The importance of fostering a data-driven culture as part of any digital transformation effort cannot be underestimated. It’s a topic we frequently write about here on the APEX of Innovation, including posts about the essentials for driving a data-driven culture, how to build a culture of innovation, and what leaders say about data culture.

A recent Harvard Business Review (HBR) article looked at the role CEOs in particular play in creating and fostering data-driven cultures, offering some specific tips on how CEOs can lead the charge. According to the HBR piece, “Culture depends in large part on the orientation of senior leaders, and especially the CEO.” At the same time, a 2019 Deloitte survey of U.S. executives found that 63 percent did not believe their companies were analytics driven.

The Role of the CEO

So, what exactly can the CEO do to ensure that the organization truly values data analytics? According to HBR, “There is little doubt that a CEO’s own reliance on data–or lack thereof–in decision making and improving the business sends a powerful message to the rest of the organization.” To help, CEOs are encouraged to align data analytics initiatives with projects they “hold dear,” including customer-focused initiatives and employee empowerment. CEOs can also benefit by having an “operational partner” to help lead data analytics initiatives and be a change agent for the company. This role can often be part of a Chief Data Officer’s job.

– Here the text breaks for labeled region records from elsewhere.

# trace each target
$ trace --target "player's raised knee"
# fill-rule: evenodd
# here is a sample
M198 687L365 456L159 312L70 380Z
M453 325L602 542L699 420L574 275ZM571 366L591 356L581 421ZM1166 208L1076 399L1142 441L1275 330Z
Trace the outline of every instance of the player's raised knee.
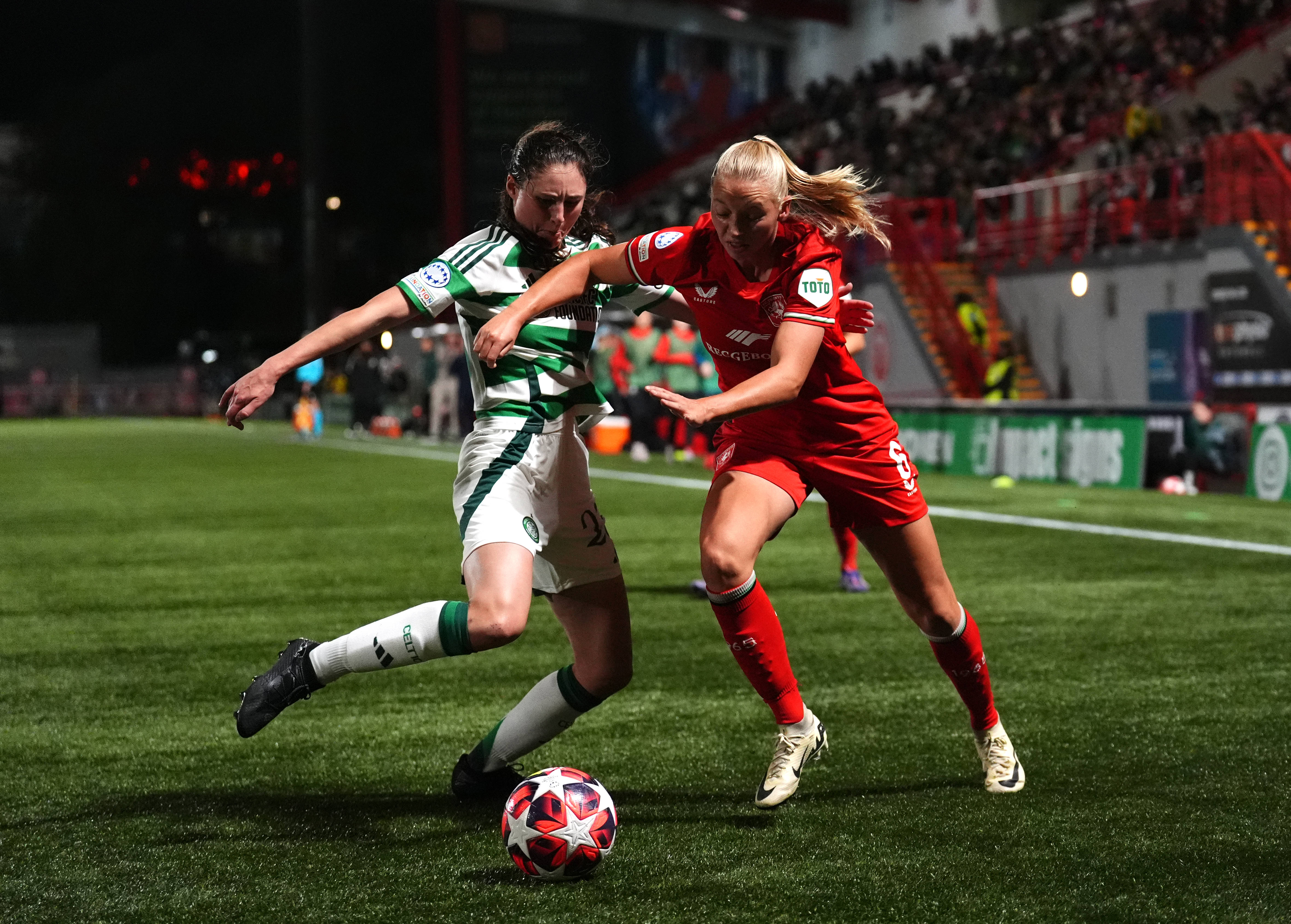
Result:
M705 539L700 546L700 572L709 590L738 587L749 578L753 561L746 554L722 539Z
M524 632L528 621L528 607L520 609L515 605L471 600L471 647L482 652L515 641Z
M613 696L627 687L633 680L631 661L626 663L604 665L589 668L586 672L577 668L578 679L589 693L602 699Z

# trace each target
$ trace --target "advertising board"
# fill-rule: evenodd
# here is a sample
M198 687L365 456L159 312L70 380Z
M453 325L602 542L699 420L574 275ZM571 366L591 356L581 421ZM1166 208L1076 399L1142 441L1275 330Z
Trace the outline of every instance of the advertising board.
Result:
M1143 417L904 412L892 417L915 465L950 475L1139 488Z
M1291 397L1291 323L1251 270L1206 277L1211 368L1220 401Z
M1291 501L1291 426L1256 423L1246 493L1261 501Z

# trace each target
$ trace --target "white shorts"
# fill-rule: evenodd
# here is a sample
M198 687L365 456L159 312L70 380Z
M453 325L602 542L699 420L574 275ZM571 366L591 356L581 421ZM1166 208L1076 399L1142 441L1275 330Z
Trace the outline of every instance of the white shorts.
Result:
M453 481L462 561L480 546L533 552L533 588L559 594L622 574L587 476L587 447L572 421L554 434L473 430Z

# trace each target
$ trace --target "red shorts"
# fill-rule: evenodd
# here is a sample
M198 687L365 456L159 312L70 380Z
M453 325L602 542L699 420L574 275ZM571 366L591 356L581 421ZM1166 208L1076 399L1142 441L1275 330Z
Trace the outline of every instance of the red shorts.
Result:
M919 470L895 430L882 444L830 456L786 457L782 449L745 441L738 432L719 432L718 439L714 477L746 471L784 489L798 507L815 488L829 502L831 527L904 527L928 512Z

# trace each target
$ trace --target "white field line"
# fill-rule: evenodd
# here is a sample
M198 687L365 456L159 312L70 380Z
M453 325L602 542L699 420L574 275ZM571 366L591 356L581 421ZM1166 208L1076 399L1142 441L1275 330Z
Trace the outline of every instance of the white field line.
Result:
M380 456L407 456L411 458L435 459L436 462L457 462L456 452L411 447L402 443L376 443L369 440L318 440L314 445L328 449L351 449L360 453ZM590 468L593 477L615 481L636 481L638 484L658 484L665 488L691 488L707 490L709 481L697 477L671 477L652 475L644 471L618 471L616 468ZM824 503L825 498L812 494L808 501ZM1162 533L1155 529L1128 529L1126 527L1105 527L1099 523L1072 523L1069 520L1050 520L1042 516L1016 516L1013 514L991 514L984 510L961 510L959 507L928 507L932 516L945 516L954 520L979 520L999 523L1008 527L1034 527L1038 529L1064 529L1069 533L1093 533L1096 536L1117 536L1123 539L1149 539L1152 542L1177 542L1185 546L1206 546L1208 548L1229 548L1239 552L1265 552L1268 555L1291 555L1291 546L1273 546L1265 542L1243 542L1242 539L1216 539L1210 536L1189 536L1188 533Z

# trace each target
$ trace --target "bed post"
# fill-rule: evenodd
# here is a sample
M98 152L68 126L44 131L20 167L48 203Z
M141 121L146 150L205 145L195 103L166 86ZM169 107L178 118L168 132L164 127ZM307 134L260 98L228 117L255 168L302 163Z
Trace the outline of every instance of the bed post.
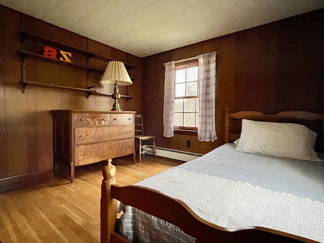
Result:
M225 143L229 142L229 108L225 109Z
M115 183L116 168L111 164L111 159L107 159L107 165L102 169L103 180L101 184L100 199L100 242L109 243L110 235L114 232L117 214L116 200L110 197L110 186Z

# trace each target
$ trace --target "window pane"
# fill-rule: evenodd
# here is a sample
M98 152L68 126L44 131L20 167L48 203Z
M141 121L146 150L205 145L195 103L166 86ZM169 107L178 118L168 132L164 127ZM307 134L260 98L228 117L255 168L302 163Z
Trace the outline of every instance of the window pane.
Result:
M194 127L195 122L194 113L185 113L184 119L183 121L184 127Z
M184 100L184 112L194 112L196 111L196 99L186 99Z
M197 81L198 80L198 67L187 68L187 82Z
M183 112L183 99L177 99L174 101L174 112Z
M175 113L173 119L173 126L177 127L183 126L183 113Z
M186 96L197 95L197 82L190 82L186 83L187 86L187 90L186 91Z
M176 85L176 97L181 97L185 96L186 92L185 85L185 83Z
M176 84L186 82L186 69L176 71Z

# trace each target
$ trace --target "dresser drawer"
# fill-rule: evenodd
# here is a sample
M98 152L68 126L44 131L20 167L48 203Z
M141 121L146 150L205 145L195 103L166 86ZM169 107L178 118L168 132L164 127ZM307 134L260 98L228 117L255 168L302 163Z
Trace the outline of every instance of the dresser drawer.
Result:
M133 138L134 133L134 126L132 125L75 128L74 144L83 144Z
M111 125L132 125L134 124L133 114L111 114Z
M125 156L135 152L134 139L76 146L74 147L75 166Z
M74 114L74 126L109 125L110 114Z

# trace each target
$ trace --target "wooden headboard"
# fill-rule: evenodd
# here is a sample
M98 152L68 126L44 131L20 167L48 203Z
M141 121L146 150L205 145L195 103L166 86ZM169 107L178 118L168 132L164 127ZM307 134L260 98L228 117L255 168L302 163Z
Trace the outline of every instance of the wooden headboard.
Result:
M282 120L322 120L321 134L317 132L317 142L316 146L321 152L324 151L324 114L317 114L308 111L282 111L276 114L267 115L260 111L238 111L230 113L229 108L226 107L225 114L225 143L233 141L239 138L240 134L231 133L230 131L230 119L249 119L262 120L264 122L276 122ZM311 129L311 128L310 128Z

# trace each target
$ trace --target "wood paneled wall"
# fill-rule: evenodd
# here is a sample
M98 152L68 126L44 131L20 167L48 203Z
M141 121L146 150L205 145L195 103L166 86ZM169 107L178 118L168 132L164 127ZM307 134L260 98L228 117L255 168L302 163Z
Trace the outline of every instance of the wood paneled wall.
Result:
M218 139L163 137L164 63L214 51ZM142 59L142 68L146 133L156 136L158 147L205 153L224 143L226 107L231 112L324 112L324 10L149 56Z
M30 85L23 94L18 83L23 79L23 62L17 55L22 46L21 30L136 67L129 70L136 77L133 84L119 89L121 94L134 98L121 98L119 103L123 110L140 111L140 58L1 5L0 16L0 179L53 169L51 110L110 110L114 101L107 96L87 99L85 92ZM97 68L107 65L91 58L86 61ZM24 67L25 81L85 89L95 86L101 93L113 92L113 86L100 84L99 73L28 58Z

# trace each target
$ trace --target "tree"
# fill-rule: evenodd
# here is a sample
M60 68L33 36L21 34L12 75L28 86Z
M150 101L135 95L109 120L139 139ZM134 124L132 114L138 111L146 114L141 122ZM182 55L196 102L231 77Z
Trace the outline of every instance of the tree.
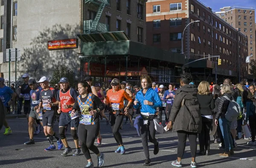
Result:
M256 79L256 61L255 60L251 60L250 65L250 68L249 69L250 73L253 77L253 79Z
M50 77L50 84L54 85L58 83L61 78L63 77L67 78L70 86L75 86L77 83L77 78L74 71L65 65L61 65L57 66L53 71L52 76Z

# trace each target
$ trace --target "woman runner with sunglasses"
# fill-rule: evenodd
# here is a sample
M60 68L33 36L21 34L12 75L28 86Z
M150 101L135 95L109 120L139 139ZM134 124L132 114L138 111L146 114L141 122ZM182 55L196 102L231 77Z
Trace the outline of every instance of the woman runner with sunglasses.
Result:
M111 107L110 109L110 123L114 137L118 145L118 148L115 152L120 152L121 154L123 154L125 153L125 149L123 145L119 129L124 120L124 116L128 114L127 110L130 108L130 106L132 102L132 99L125 91L122 89L120 86L120 82L117 79L113 79L111 85L112 89L108 91L106 98L104 99L103 102L106 105L110 104ZM127 106L124 108L125 98L129 102Z

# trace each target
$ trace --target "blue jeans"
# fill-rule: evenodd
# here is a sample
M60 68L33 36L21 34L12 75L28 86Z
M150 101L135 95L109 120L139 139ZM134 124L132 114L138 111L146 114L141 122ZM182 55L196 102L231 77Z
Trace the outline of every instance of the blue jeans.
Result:
M230 134L230 124L231 122L228 121L225 118L219 119L220 127L224 139L225 144L225 151L229 152L230 150L234 148L231 135Z

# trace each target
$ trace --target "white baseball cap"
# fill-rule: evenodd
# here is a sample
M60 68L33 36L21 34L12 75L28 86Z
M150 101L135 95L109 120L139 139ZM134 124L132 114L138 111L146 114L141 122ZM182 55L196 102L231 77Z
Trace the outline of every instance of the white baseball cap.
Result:
M40 80L39 80L39 81L38 82L38 83L41 83L42 82L44 82L44 81L47 81L49 82L49 80L48 80L48 79L45 76L43 76L42 77L41 79L40 79Z
M23 75L22 75L22 78L23 77L29 77L29 74L24 74Z

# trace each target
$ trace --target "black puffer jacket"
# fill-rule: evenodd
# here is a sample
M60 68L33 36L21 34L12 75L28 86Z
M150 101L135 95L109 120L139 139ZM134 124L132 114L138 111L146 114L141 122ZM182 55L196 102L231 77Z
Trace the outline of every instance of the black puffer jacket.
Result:
M201 132L202 118L194 85L186 85L176 91L169 120L173 122L173 131ZM181 107L182 100L184 105Z
M218 101L218 104L215 118L216 120L221 117L221 118L225 118L225 114L227 113L227 107L229 104L229 100L224 97L224 96L227 96L230 100L233 100L233 97L231 93L224 93L222 96L218 98L219 99ZM217 100L216 100L217 101Z

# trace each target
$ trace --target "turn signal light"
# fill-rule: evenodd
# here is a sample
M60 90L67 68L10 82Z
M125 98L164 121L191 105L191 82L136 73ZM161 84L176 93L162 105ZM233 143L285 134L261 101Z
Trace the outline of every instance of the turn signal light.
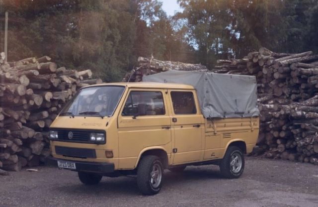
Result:
M113 151L112 150L105 150L105 155L107 158L112 158L114 157Z

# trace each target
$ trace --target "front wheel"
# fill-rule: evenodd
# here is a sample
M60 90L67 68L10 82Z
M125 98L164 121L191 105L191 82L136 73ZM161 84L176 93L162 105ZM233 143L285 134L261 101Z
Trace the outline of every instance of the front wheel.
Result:
M158 157L147 155L142 159L137 170L137 185L142 193L152 195L159 193L163 178L163 165Z
M80 182L85 185L98 184L102 177L101 175L79 172L79 178Z
M237 147L229 147L221 162L221 174L226 178L238 178L243 173L245 161L241 150Z

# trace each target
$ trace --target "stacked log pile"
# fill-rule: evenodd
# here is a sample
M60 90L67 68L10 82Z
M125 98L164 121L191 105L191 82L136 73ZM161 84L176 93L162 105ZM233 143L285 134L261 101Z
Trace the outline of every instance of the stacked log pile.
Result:
M208 69L201 64L192 64L180 62L163 61L142 57L138 58L138 67L127 73L122 81L140 82L143 76L155 74L169 70L207 72Z
M58 68L51 58L6 63L0 55L0 174L37 166L50 154L47 131L80 88L100 83L90 70Z
M167 70L207 71L202 65L140 57L123 81ZM219 60L214 73L253 75L257 80L260 130L254 153L318 165L318 56L261 48L241 59Z
M318 56L261 48L218 62L214 72L256 77L261 128L254 152L318 165Z

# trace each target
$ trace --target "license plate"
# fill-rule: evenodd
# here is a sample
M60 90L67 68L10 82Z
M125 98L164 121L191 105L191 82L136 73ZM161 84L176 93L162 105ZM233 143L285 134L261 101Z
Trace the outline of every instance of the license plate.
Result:
M71 162L64 162L58 160L58 166L60 168L67 168L76 170L75 163Z

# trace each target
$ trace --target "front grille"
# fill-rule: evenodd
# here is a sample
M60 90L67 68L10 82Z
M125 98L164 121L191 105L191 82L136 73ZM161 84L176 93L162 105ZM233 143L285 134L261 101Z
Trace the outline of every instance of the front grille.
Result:
M80 142L87 142L89 140L89 131L72 129L58 129L57 131L59 139ZM72 139L69 138L70 132L73 134Z
M75 148L56 146L55 153L67 157L96 158L96 151L94 149Z

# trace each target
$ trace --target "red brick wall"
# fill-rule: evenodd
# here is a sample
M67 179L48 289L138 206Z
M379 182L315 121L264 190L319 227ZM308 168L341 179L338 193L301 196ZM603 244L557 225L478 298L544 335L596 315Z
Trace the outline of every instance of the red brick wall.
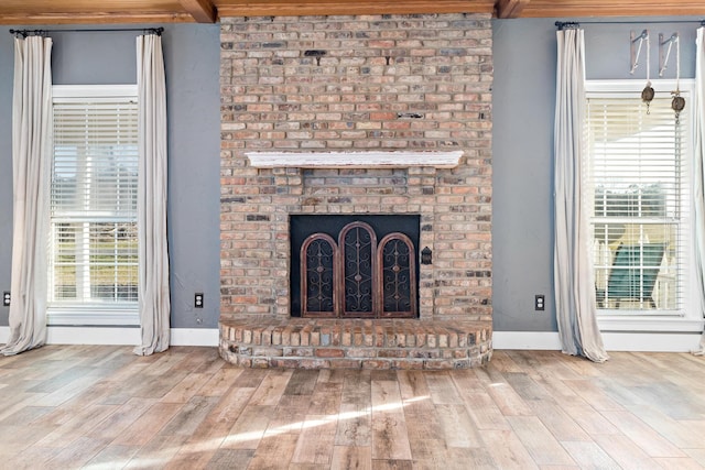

How to Change Employee Culture

With CEOs clear on the important role they play in a data-driven culture, HBR suggests focusing on “culture change programs” that are aimed at moving the organization forward. These can include:

  • Educational Programs: According to HBR, “Programs such as design thinking exercises, group problem-solving, and hands-on hackathons tend to be more effective than talking heads.” Companies are encouraged to carry out educational programs at every level of the organization.
  • Leading by Example: Highlighting managers and employees who are leading the way in using data analytics and artificial intelligence (AI) in their jobs is another way to show value across the company—and drive adoption. According to the HBR article, leaders should also frequently ask if employees have data to support their points or proposals.
  • Promotions and Rewards: Finally, rewarding employees with faster promotions and salary increases can get other employees to notice the value data analytics can not only bring to one’s job, but also to their advancement in the company.